Best Practices for Ranking Optimization
You can optimize the ranking of results returned by CES using a few CES features. Document authors and people responsible for archiving documents can also adjust their document management process to improve document ranking.
Ranking optimization using CES features
-
CES ranking parameters
CES allows you to fine-tune ranking parameters according to specific needs or requirements of your organization (see Customizing Search Results Ranking).
-
Multiple sources
In CES, you can set a ranking score to each source according to the general estimated relevance of the documents contained in the source. Rating a source above others will favor documents found in this source.
Example: The source for the content in a legacy content management system (CMS) might be set with a lower ranking score compared to a source for a similar content in the new CMS.
As much as possible, divide your content in multiple sources instead of in one large source. This way you can set the rating separately for each source and refine the ranking.
Example: When indexing a network file server containing folders for each department, rather than creating one source for the whole file server, create one source for each department folder.
-
Top results
Some frequent badly formulated queries may be bound to fail whatever ranking tuning process is applied. A CES mechanism named Top Results may help overcome this problem (seeAbout Top Results in .NET Search Interfaces and Adding Top Results to a CES Index). This feature allows to set a specific document or item to appear at the top or the results for one or a set of queries. The rest of the search results list is ranked normally.
-
Query Ranking Expressions
You can add query ranking expressions (QRE) to a search interface to adjust the search results ranking only for this interface (see What Are Query Ranking Expressions?).

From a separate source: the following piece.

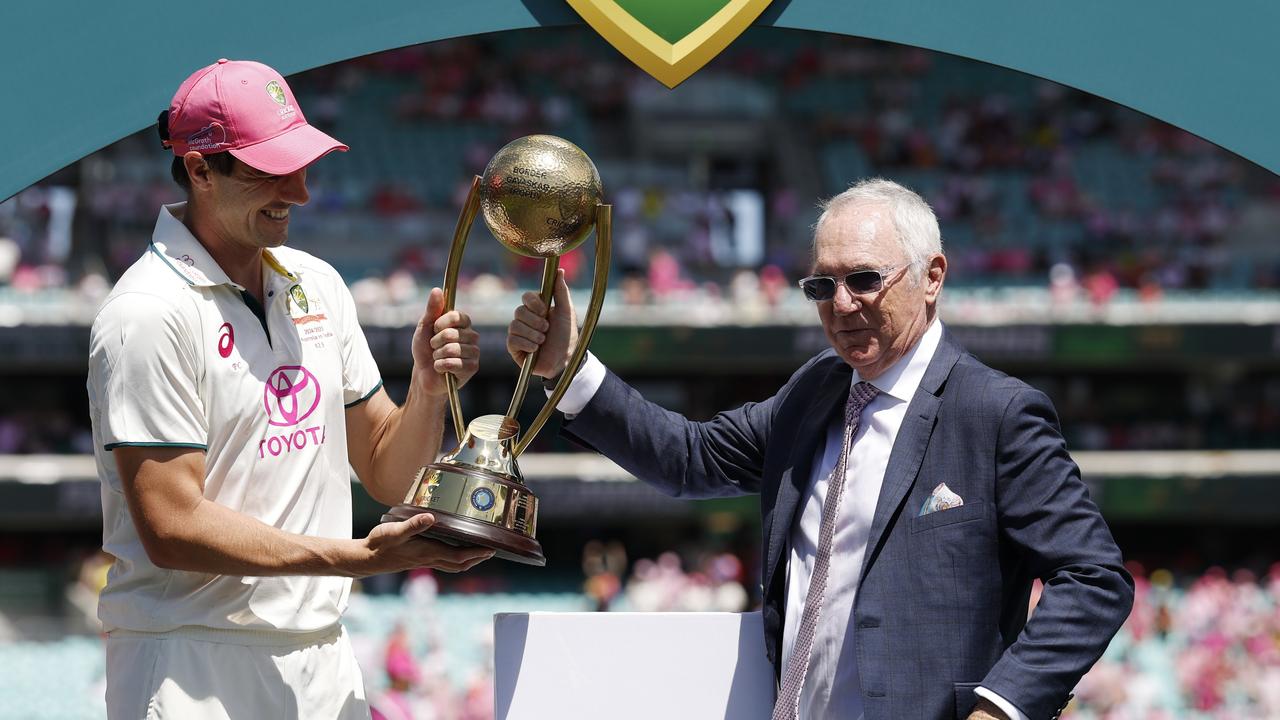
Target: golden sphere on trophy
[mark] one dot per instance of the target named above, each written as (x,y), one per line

Ranking optimization adjusting document management process
-
File and folder naming conventions
Some of the ranking parameters are related to the document path. This path is made of the concatenation of several folder names and one filename. Thus, to ensure ranking accuracy, choose suitable and meaningful names for folders and files. A simple and easy method to clarify names is to insert separating characters between words within file and folder names.

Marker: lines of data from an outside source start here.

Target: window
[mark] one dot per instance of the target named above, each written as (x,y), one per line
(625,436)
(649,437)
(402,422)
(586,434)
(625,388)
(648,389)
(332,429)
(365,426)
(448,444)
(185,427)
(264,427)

Example: The query super would not be matched against c:\Superaudio\docs but it would against c:\Super_audio\docs or c:\Super audio\docs.
Whenever possible, in the path or filename, use both the acronym and its corresponding meaning, such as c:\companies\Super car audio – SCA\docs. As a result, both the query Super car audio and SCA match this path. -
Organizational vocabulary and metadata
There are often equivalences among the terms used by people within an organization.
Example: The acronym SCA might be used instead of Super car audio. Nonetheless, the query SCA would not match any document that only contain Super car audio and never mention the acronym SCA.
To remedy this problem, metadata content can be created to be indexed when such interchangeabilities occur (see What Is Metadata/Meta-Information?). Many document formats (HTML, PDF, Word…) provide methods to include metadata. Refer to the documentation of the software used to create the various file formats to include appropriate metadata and set appropriate values.
Example: An HTML file that contains SCA in the body text can have a META KEYWORDS set to Super car audio.
-
Document titles
The users naturally search for a document expecting to find a specific document title. Authors of documents must choose short and accurate titles. CES uses the document title separately from the rest of the content in the ranking process. In the title score calculation, the proportion of the title that matches the query is taken into account.
Example: For the query Order Form, a document entitled Super Car Audio – SCA Car Audio – International Order Form Access Page would get less title points than a document entitled International Order Form, since a larger part of the title of the latter document matches the query.
Authors must also properly set the title in the properties of each file format. When no title metadata exists in a document, CES guesses that the first sentence is the title. With a proper title property, a query specifically searching for a given document title is almost guaranteed to return the right result in the first positions.
Example: In Microsoft Word, the title must be entered in the Title field in document properties.